Sculptured doors depicting the various episodes in the history of the Manila Cathedral opens to the Plaza de Roma with the bronze statue of Carlos IV of Spain.

The cathedral’s 50th restoration anniversary was celebrated in 2008, highlighted by the second Manila Cathedral Pipe Organ Festival from December 2 to 10, organized by the Catholic Bishops’ Conference of the Philippines.

Inside the nave and under the dome of the Manila Cathedral.

In February 2011, the Archdiocese of Manila relocated the bells of the cathedral to the ground level to prevent tower collapse as exhibited in the past earthquakes.

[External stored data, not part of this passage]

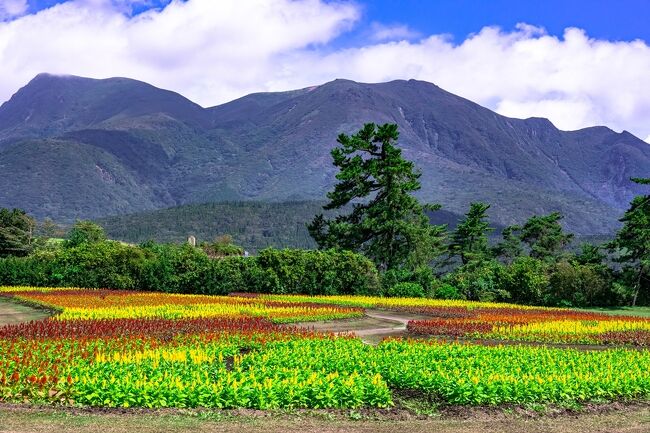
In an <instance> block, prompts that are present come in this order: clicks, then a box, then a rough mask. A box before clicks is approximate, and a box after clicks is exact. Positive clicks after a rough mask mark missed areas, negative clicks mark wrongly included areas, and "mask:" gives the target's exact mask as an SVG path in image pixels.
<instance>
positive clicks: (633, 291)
mask: <svg viewBox="0 0 650 433" xmlns="http://www.w3.org/2000/svg"><path fill="white" fill-rule="evenodd" d="M632 181H634V182H636V183H638V184H640V185H650V179H639V178H633V179H632ZM620 221H621V222H622V223H623V227H622V228H621V230H619V231H618V233H617V234H616V238H615V239H614V241H612V242H611V243H610V244H609V247H610V249H611V250H612V251H614V252H617V253H618V257H617V259H616V260H617V261H618V262H620V263H623V264H624V266H625V268H626V270H627V271H628V272H627V273H628V274H629V275H632V281H631V285H632V288H633V292H634V295H633V298H632V305H633V306H634V305H636V301H637V299H638V297H639V293H640V291H641V289H642V288H643V287H648V286H649V285H650V284H648V282H650V195H641V196H637V197H635V198H634V199H632V202H631V203H630V208H629V209H628V210H627V211H626V212H625V215H623V218H621V219H620Z"/></svg>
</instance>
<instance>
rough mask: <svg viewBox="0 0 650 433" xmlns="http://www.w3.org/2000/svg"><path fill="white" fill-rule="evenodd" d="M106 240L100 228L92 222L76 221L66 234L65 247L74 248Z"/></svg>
mask: <svg viewBox="0 0 650 433" xmlns="http://www.w3.org/2000/svg"><path fill="white" fill-rule="evenodd" d="M105 240H106V233H105V232H104V229H103V228H102V226H100V225H99V224H97V223H94V222H92V221H85V220H78V221H77V222H76V223H75V224H74V226H72V229H70V231H69V232H68V236H67V239H66V243H65V244H66V246H67V247H76V246H78V245H81V244H84V243H89V244H92V243H96V242H101V241H105Z"/></svg>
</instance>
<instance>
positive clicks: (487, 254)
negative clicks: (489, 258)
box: [449, 202, 494, 265]
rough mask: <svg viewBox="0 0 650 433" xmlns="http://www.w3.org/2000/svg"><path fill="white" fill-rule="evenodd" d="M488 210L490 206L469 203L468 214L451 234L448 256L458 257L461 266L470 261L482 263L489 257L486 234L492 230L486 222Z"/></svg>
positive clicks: (487, 244) (486, 205)
mask: <svg viewBox="0 0 650 433" xmlns="http://www.w3.org/2000/svg"><path fill="white" fill-rule="evenodd" d="M489 208H490V205H489V204H486V203H480V202H477V203H471V204H470V207H469V212H467V213H466V214H465V218H463V219H462V220H461V221H460V222H459V223H458V225H457V226H456V229H455V230H454V231H453V233H452V234H451V241H450V243H449V256H450V257H459V258H460V261H461V263H462V264H463V265H466V264H468V263H469V262H470V261H482V260H485V259H487V258H490V256H491V254H490V248H489V245H488V233H490V232H492V231H493V230H494V229H493V228H491V227H490V223H489V222H488V221H487V218H488V215H487V210H488V209H489Z"/></svg>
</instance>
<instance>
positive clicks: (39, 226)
mask: <svg viewBox="0 0 650 433" xmlns="http://www.w3.org/2000/svg"><path fill="white" fill-rule="evenodd" d="M36 235H37V236H39V237H41V238H45V239H52V238H62V237H64V236H65V231H64V229H63V228H62V227H61V226H60V225H58V224H57V223H55V222H54V221H52V219H50V218H45V219H44V220H43V221H42V222H41V223H40V224H38V225H37V227H36Z"/></svg>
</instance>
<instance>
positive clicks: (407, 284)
mask: <svg viewBox="0 0 650 433" xmlns="http://www.w3.org/2000/svg"><path fill="white" fill-rule="evenodd" d="M386 295H387V296H392V297H398V298H423V297H424V295H425V293H424V289H423V288H422V286H421V285H419V284H418V283H406V282H405V283H397V284H395V285H394V286H392V287H389V288H388V290H387V291H386Z"/></svg>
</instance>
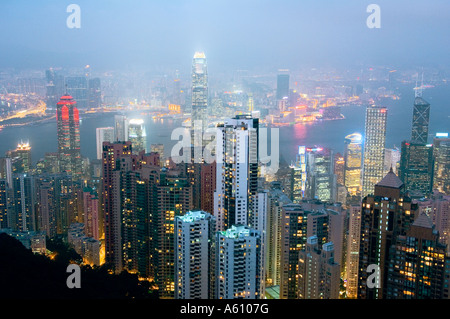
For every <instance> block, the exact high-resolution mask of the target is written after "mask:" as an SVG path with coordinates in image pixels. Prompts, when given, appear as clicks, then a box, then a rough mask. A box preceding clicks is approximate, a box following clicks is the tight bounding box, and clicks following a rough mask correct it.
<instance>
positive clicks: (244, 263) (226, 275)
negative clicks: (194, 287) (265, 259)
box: [215, 226, 264, 299]
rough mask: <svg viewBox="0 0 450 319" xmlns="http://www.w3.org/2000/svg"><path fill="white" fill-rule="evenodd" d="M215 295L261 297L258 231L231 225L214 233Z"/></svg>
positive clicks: (217, 298)
mask: <svg viewBox="0 0 450 319" xmlns="http://www.w3.org/2000/svg"><path fill="white" fill-rule="evenodd" d="M215 244H216V298H217V299H262V298H264V274H263V268H262V267H261V264H260V262H261V254H262V246H261V235H260V232H259V231H257V230H254V229H252V228H250V227H247V226H232V227H230V228H229V229H227V230H225V231H219V232H217V233H216V243H215Z"/></svg>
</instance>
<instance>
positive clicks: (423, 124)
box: [411, 90, 430, 144]
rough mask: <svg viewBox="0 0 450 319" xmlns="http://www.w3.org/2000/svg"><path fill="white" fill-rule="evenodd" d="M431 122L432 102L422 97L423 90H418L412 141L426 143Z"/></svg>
mask: <svg viewBox="0 0 450 319" xmlns="http://www.w3.org/2000/svg"><path fill="white" fill-rule="evenodd" d="M429 122H430V103H428V102H427V101H425V100H424V99H423V98H422V92H421V90H419V91H416V97H415V99H414V110H413V123H412V132H411V142H413V143H420V144H426V143H427V140H428V124H429Z"/></svg>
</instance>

In January 2012, the cathedral replaced the bells, personally cast by blacksmith Friedrich Wilhelm Schilling of Heidelberg Germany in 1958. According to the new marker installed by Cardinal Gaudencio Rosales, the newly installed bells are the largest bells actively used in the Philippines. A total of seven Carillon bells were permanently installed in the ground level of the belfry weighing at 17 metric tons.

The cathedral underwent repairs for earthquake retrofitting and subsidence prevention in 2012. During this time, the San Fernando de Dilao Church was designated as the temporary official church of the Archdiocese of Manila. Cathedral officials estimated that the Manila Cathedral would reopen by February 2014. However, Msgr. Nestor Cerbo stated that the Cathedral will do so on March 25, 2014 with some added features and changes including installation of CCTV cameras, improved audio-video systems, and improved interior and exterior lighting.

The facade of the Manila Cathedral in the walled city of Intramuros.